>>Small arms like the AR-15 family of rifles were designed to lay down large volumes of fire without interruption, and to be controlled in full-auto fire. Individually aimed shots are not even part of the Army Depts definition of firepower (which is shots per minute). Optimization for the volume-fire mission renders them less useful for the private-party owner, who would typically operate alone and will not have the money nor the field transport to support the lavish logistics needed to accomplish volume fire.
What are you even talking about? This was a discussion of semi-auto vs non semi-auto (revolvers and bolt actions and such). I’m not in the Army so their definitions are irrelevant. If the AR15 is too slow to be considered “firepower”, then the bolt action rifle is definitely not “firepower”.
I don’t think i said that the AR15 is “superior for every task” either. It is a good one-gun solution for just about anything that a private citizen will encounter. Obviously if you are in bear country, you take a bear gun. If you are taking sniper shots from a bell tower, you take a sniper rifle (but shots from a hotel seem to be pretty effective with a semi-auto, as are shots into a crowd, or even single shots at a distance).
You can carry a golf bag full of weapons for each and every situation if you want to.
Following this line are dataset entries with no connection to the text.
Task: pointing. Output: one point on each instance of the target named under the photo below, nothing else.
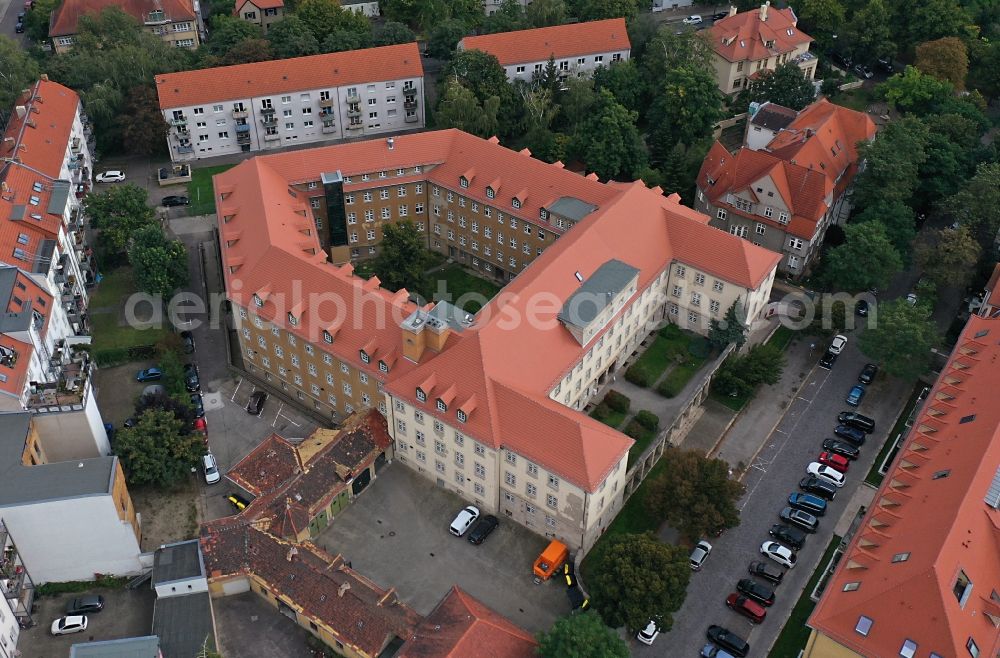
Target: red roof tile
(67, 14)
(461, 626)
(934, 516)
(560, 41)
(297, 74)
I’ll carry a Glock 17 and an AR-15.
“... Im not in the Army so their definitions are irrelevant....
...I dont think i said that the AR15 is superior for every task either. It is a good one-gun solution for just about anything that a private citizen will encounter. ...”
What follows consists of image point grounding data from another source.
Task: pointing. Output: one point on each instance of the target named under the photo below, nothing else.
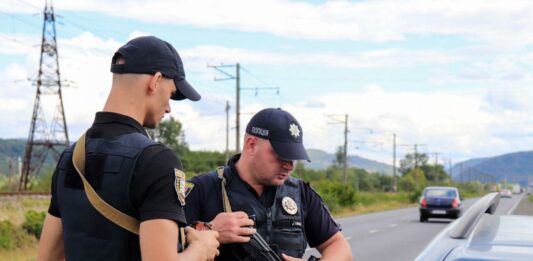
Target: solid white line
(516, 204)
(373, 231)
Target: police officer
(286, 212)
(127, 170)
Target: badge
(188, 187)
(179, 184)
(295, 131)
(289, 205)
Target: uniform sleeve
(319, 224)
(153, 190)
(204, 200)
(53, 209)
(194, 199)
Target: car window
(440, 193)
Military requirements gave rise to the AR-15 family of firearms, and have driven every development. Civilian adaptations are minor variants. This means that military definitions are just the opposite of irrelevant: they control and constrain everything Bryanw92 will be able to purchase, modify, or build.
If by “one-gun solution” Bryanw92 means a rifle/cartridge combination the average individual can master, with effective range no greater than that at which the average can score an acceptable percentage of hits, then I agree: an AR-15-style rifle isn’t a bad compromise.
But the moment the range lengthens beyond that, the AR-15 user is at a disadvantage, especially against an opponent firing a reasonably accurate rifle chambering one of the original bottle-neck military cartridges charged with nitro propellant introduced in the period 1886-1906. The bolt action rifles issued by the Euro powers, US, and Imperial Japan will outshoot the AR-15. Each and every one will: every time.
A Glock 17 is a great choice to go with the AR-15, not so by the way.